- Company Name
- TechnoSphere, Inc.
- Job Title
- Software Engineer
- Job Description
-
**Job Title:** SRE – Director
**Role Summary:**
Leads a global Site Reliability Engineering (SRE) organization to design, build, and maintain highly available, scalable, and resilient systems. Drives automation, reliability best practices, and observability across engineering, product, security, and operations teams to deliver exceptional customer experiences.
**Expectations:**
- Define and execute an SRE strategy aligned with business and engineering goals.
- Build and mentor a high‑performing, cross‑functional SRE team.
- Own service level objectives (SLAs/SLOs/SLIs) and ensure consistent compliance.
- Lead incident management, root‑cause analysis, and continuous improvement initiatives.
- Champion automation, cost‑optimized cloud architecture, and infrastructure‑as‑code practices.

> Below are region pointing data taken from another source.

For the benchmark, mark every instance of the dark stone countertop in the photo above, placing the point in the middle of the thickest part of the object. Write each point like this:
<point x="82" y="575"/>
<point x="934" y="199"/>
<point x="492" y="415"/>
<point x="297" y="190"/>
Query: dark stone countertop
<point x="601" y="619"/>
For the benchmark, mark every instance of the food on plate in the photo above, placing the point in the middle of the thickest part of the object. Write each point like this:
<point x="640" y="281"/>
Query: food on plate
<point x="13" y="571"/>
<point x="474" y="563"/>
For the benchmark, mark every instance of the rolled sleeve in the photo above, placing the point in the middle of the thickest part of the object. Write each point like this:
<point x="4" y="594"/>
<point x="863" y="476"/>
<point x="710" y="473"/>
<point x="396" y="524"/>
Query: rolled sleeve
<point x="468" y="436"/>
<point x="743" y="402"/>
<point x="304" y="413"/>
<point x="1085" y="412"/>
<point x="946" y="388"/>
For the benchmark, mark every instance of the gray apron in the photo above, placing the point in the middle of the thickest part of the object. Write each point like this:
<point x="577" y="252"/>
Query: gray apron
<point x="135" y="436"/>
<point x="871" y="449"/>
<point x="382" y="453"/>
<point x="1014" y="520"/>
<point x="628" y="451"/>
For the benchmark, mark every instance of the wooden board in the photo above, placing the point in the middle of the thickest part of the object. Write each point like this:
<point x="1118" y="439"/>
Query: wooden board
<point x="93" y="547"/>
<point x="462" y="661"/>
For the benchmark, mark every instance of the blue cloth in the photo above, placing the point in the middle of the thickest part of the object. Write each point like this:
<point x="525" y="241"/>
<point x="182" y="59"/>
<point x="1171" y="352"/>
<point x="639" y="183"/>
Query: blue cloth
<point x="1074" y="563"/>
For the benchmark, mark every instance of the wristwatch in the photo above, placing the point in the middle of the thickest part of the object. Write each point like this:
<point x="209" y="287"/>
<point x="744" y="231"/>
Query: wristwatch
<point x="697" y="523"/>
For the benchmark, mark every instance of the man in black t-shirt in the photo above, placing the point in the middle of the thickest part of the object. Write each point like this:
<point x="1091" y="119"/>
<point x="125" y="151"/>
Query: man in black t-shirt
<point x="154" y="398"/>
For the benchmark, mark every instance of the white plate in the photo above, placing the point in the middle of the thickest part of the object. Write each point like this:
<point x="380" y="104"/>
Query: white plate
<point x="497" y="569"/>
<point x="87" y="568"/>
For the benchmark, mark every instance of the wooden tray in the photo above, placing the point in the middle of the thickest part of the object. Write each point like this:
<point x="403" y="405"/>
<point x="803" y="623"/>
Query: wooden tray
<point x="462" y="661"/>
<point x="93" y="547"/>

- Communicate reliability metrics and progress to senior leadership and stakeholders.
**Key Responsibilities:**
- **Leadership & Strategy:** Recruit, develop, and manage SRE talent; foster a culture of reliability and performance.
- **Reliability Engineering:** Set and monitor SLAs/SLOs/SLIs; develop runbooks, tooling, and automation frameworks; oversee incident response and RCA processes.
- **Platform & Infrastructure:** Partner with Infrastructure, DevOps, and Cloud teams to design scalable architectures; promote IaC (Terraform, Ansible), CI/CD pipelines (Jenkins, ArgoCD, GitHub Actions), and modern observability tools (Prometheus, Grafana, Datadog, New Relic).
- **Collaboration & Communication:** Act as reliability evangelist; enable engineering teams to own service reliability; report metrics to leadership; coordinate with security, compliance, and governance for regulatory adherence.
**Required Skills:**
- Deep expertise in cloud platforms (AWS, GCP) and hybrid/multi‑cloud environments.
- Strong experience with containers and orchestration (Docker, Kubernetes).
- Proficiency in monitoring/observability tools (Prometheus, Grafana, Datadog, New Relic).
- Mastery of automation and IaC tools (Terraform, Ansible) and CI/CD systems.
- Proven track record managing large‑scale, high‑availability distributed systems.
- Excellent leadership, communication, and team development abilities.
**Required Education & Certifications:**
- Bachelor’s (or Master’s) degree in Computer Science, Engineering, or related field.
- 15+ years of software engineering or infrastructure experience, including 5+ years in SRE or DevOps leadership roles.
- Preferred: Cloud certifications (e.g., AWS Certified DevOps Engineer, Google Cloud SRE), experience in regulated industries (telecom/communications), and senior experience at top consultancy firms.